We have The Things Indoor Gateway:
MFG date2019-01-21 22:33:33
FW Build2018-12-06 09:30:37
FW Version2.0.0
Core Version2.0.0(minihub/debug)

But we’re facing a problem that the led is not always green. Sometimes it blinks for 30-60 seconds, then it’s green again.

Is anyone of you facing the same problem. We tested it on multiple wifi access points, all have the same behavior.

Regards, Peter

I have the same at the moment, however when its flashing its receiving data.
There are some instabillity problems with the server side handling of TTIG according to HTDVisser.

Am curious to know if others are seeing the flashing green LED on their TTIG? I’ve been looking at mine (sitting on my desk next to my monitor) and it seems to be doing this 2 or 3 times a minute now. I’m still seeing it pass traffic, but it’s difficult to know if there is a problem as I only have one edge device that reports every 15 minutes or so.

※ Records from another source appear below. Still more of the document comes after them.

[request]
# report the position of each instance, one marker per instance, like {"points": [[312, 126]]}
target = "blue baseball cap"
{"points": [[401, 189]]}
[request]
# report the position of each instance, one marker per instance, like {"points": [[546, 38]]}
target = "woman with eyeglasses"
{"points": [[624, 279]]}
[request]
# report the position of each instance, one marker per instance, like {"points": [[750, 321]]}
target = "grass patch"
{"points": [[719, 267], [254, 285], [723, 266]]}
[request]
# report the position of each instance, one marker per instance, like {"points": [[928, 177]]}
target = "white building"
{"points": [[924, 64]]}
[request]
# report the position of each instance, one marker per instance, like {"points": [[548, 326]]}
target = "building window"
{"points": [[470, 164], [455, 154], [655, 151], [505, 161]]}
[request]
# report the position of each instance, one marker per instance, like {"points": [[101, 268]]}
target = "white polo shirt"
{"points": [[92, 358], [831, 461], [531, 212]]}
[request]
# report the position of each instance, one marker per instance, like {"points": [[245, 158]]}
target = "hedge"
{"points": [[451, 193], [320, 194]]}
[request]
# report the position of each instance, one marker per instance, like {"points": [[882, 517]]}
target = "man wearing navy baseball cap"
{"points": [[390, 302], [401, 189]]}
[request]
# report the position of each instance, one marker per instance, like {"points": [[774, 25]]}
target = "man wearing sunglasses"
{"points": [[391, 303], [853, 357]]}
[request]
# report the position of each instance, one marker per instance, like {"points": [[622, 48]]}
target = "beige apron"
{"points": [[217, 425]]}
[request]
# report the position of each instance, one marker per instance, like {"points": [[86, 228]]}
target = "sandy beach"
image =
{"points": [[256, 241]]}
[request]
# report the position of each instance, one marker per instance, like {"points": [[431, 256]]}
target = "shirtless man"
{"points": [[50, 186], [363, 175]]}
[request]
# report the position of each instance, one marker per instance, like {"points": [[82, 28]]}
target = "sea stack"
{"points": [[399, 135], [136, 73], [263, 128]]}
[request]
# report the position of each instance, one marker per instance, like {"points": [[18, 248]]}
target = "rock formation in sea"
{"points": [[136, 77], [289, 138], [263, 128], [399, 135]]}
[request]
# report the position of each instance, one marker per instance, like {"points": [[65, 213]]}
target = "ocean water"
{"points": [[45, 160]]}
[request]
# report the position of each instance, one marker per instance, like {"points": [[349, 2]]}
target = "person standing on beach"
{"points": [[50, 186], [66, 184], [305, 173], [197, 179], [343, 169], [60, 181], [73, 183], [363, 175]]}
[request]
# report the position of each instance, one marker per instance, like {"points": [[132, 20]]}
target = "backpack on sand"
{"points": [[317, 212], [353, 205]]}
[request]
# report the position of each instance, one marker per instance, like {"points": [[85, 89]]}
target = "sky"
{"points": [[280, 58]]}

yes you’ve mentioned that before :roll_eyes:

I have it too and I’ve tested that, when it’s flashing green, it still is able to receive data from a node.
However I’m sure TTI is aware of this and we hope for an explanation / solution.

In response to the "flashing green LED " question:

Yes that’s normal behavior.

If there’s no traffic on your gateway for about 60s, the WebSocket(WS) connection to the network is dropped intentionally and the gateway will re-connect. During reconnection, the LED will flash green.

The reason for this to not have gateways actively connected to the network and taking up resources when there’s no traffic (since WS requires a persistent connection).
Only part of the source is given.